Using AI to conceptualize a game: Chal Rickshaw!

TLDR: Ever since I first saw Temple Run and Subway Surfers, the idea of a game where players weave through the chaotic streets of Delhi got stuck in my head. With some time on my hands and an ongoing fascination with agentic engineering, I finally took the plunge and started building it. For now I’m calling it Chal Rickshaw! I’m sharing a couple of concept videos of what I’m going for. Both videos were produced by Chintu, my OpenClaw bot, running on Opus and orchestrating Gemini’s Nano Banana Pro for image generation and Veo for video generation. Here’s the story of how a few reference images turned into a moving concept reel and how we iterated it into a second, sharper cut.

Building the concept videos

Starting with a concept

Like a lot of game ideas, this one was easier to feel than to describe. Instead of writing a brief, I generated a handful of reference images in Gemini to capture the vibe. A behind-the-rickshaw chase view down a busy Delhi street with AUTO STAND and TEA STALL signs and an overhead street sign in English and Hindi. A green-and-yellow auto with two passengers, dust trails, and a display with score, coins and power-ups. Those frames became the visual bar.

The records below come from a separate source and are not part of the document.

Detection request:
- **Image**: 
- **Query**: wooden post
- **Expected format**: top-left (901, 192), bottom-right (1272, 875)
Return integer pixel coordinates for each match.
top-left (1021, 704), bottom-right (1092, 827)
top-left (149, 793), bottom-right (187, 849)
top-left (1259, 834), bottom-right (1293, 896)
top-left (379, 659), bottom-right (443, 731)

They showed the desi street interactions I wanted to build the whole game around:

Concept art of Chal Rickshaw: a behind-the-rickshaw chase view down a busy Delhi street with shop signs and an overhead route banner
Concept art: the behind-the-rickshaw hero view that set the visual bar.

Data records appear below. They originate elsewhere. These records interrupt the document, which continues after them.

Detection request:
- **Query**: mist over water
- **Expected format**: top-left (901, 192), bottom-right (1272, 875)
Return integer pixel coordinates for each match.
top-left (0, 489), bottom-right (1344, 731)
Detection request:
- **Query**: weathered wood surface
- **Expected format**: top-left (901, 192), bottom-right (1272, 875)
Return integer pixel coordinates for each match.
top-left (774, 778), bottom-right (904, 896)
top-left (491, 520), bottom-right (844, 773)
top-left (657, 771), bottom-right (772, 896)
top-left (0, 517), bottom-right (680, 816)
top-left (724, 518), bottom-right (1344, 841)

Then I storyboarded some key elements:

  • A gau mata (holy cow) wandering into the lane. Something to respect and dodge, never hit!
  • A Delhi Police constable (lovingly called thulla) flagging you down for a little chai pani.
  • A babu/neta (VIP) convoy that brings the whole road to a crawl.

From stills to a moving reel

Reference stills are nice, but I wanted to see it move. So Chintu and I worked together to expand the world. We generated more scenes with Nano Banana Pro with each new beat, the cow approach, the constable shakedown, the VIP convoy, and the victory bonus rendered in the same illustrated style by referencing the existing start frame so everything stayed consistent.

Then, overnight, Chintu stitched it all together into the first concept video animating each still with subtle motion and sequencing the beats into a single portrait-format reel using Veo. I woke up to a finished sizzle reel built from art that didn’t exist 24 hours earlier.

Concept video 1: the first version that showed all the interactions stitched together.

Iterating on the interactions

The first cut was fun, but watching it back surfaced things only a human (and a desi one) would catch. We did a focused revision pass on the interactions:

  • Gau mata: In the first cut the auto could appear to hit the cow. That’s a no go! We retired that beat entirely. Now the cow drifts between lanes on approach, the reward (a “Gaumata Speed Award”) is only for a clean dodge, and a mistake turns into a “say sorry / feed the cow” moment instead of a collision.
Concept art of a holy cow (gau mata) wandering into the rickshaw's lane
Gau mata wandering into the lane — respect and dodge, never hit.
  • Thulla: This is everyone’s favourite scene, so we gave it more personality. An angry preamble as he flags you down, and a satisfied payoff line once he’s satisfied. More character, more comedy.
Concept art of a Delhi police constable (thulla) flagging the rickshaw down for a bribe
The thulla shakedown — flag you down, collect the chai paani.
  • VIP/babu convoy: Already landed well, so we left it as-is.
Concept art of a VIP/babu convoy with police escort jamming the whole road
The VIP/babu convoy with police escort that jams the whole road.

We regenerated just the affected frames then rebuilt the reel with Veo into a second, tighter concept video.

Concept video 2: being kinder to gau mata and jazzing up the thulla.

What this workflow looked like

The fun part is how little of this was “me drawing” and how much was directing:

  • I set the creative direction with reference art and feedback in plain language.
  • Chintu (Opus) orchestrated the tools by prompting Nano Banana Pro for consistent frames, cleaning them up, and driving Veo to animate and stitch.
  • We iterated conversationally. I would watch the cut, give notes, Chintu would regenerate only what changed and rebuild. Tight loop, no asset pipeline ceremony.

What’s next

These are concept reels, not the game itself — but the actual Godot build is already underway, with the same cow, thulla and convoy interactions making their way in. More to share soon. For now, Chal Rickshaw!